To test if the difficulty of attending to the target speaker is reduced using the proposed system, we performed a psychoacoustic experiment comparing the perceived quality of the original mixed audio to the perceived quality of the audio in which AAD was used to detect and amplify the target speaker by 12 dB. Subjects were asked to rate the difficulty of attending to the target speaker when listening to (1) the original mixture and (2) the enhanced target speech using the output of the AAD system. Twenty listeners with normal hearing participated in the psychoacoustic experiment, in which they each heard 20 randomised sentences in each of the two experimental conditions. Subjects were asked to rate the difficulty of listening to the target speaker on a scale of one to five using the mean opinion score (MOS19). The barplots above show the median MOS +/- standard error (SE) for the two conditions. The average subjective score when using the AAD system showed a significant improvement over the mixture (100% improvement, paired t-test, p < 0.001), demonstrating that the listeners had a stronger preference for the modified audio than for the original mixture.

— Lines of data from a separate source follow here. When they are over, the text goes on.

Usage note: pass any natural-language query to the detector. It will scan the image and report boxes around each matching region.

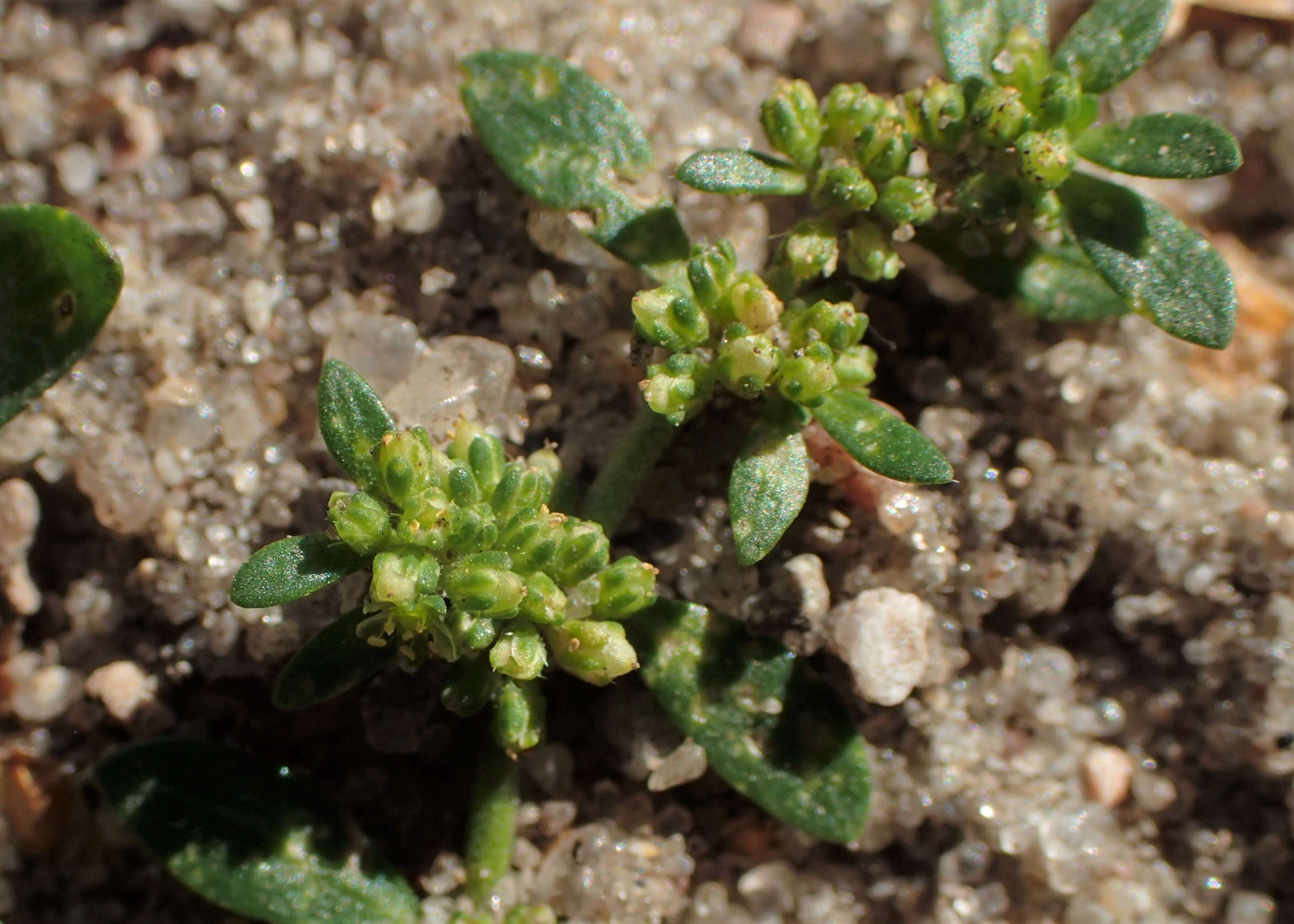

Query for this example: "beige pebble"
[85,661,158,722]
[1083,746,1132,809]
[736,2,805,63]
[0,477,40,616]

Our ongoing research on this problem focuses on advancing our understanding of auditory attention and its neural markers in the human auditory cortex and removing technological barriers to establishing the feasibility and efficacy of AAD for improving speech intelligibility and reducing the listening effort in people with hearing loss. This research will lead to a novel understanding of the neural mechanisms that enable a listener to focus on a speaker in multi-talker speech conditions, thus bringing brain-controlled hearing aid technologies a significant step closer to reality.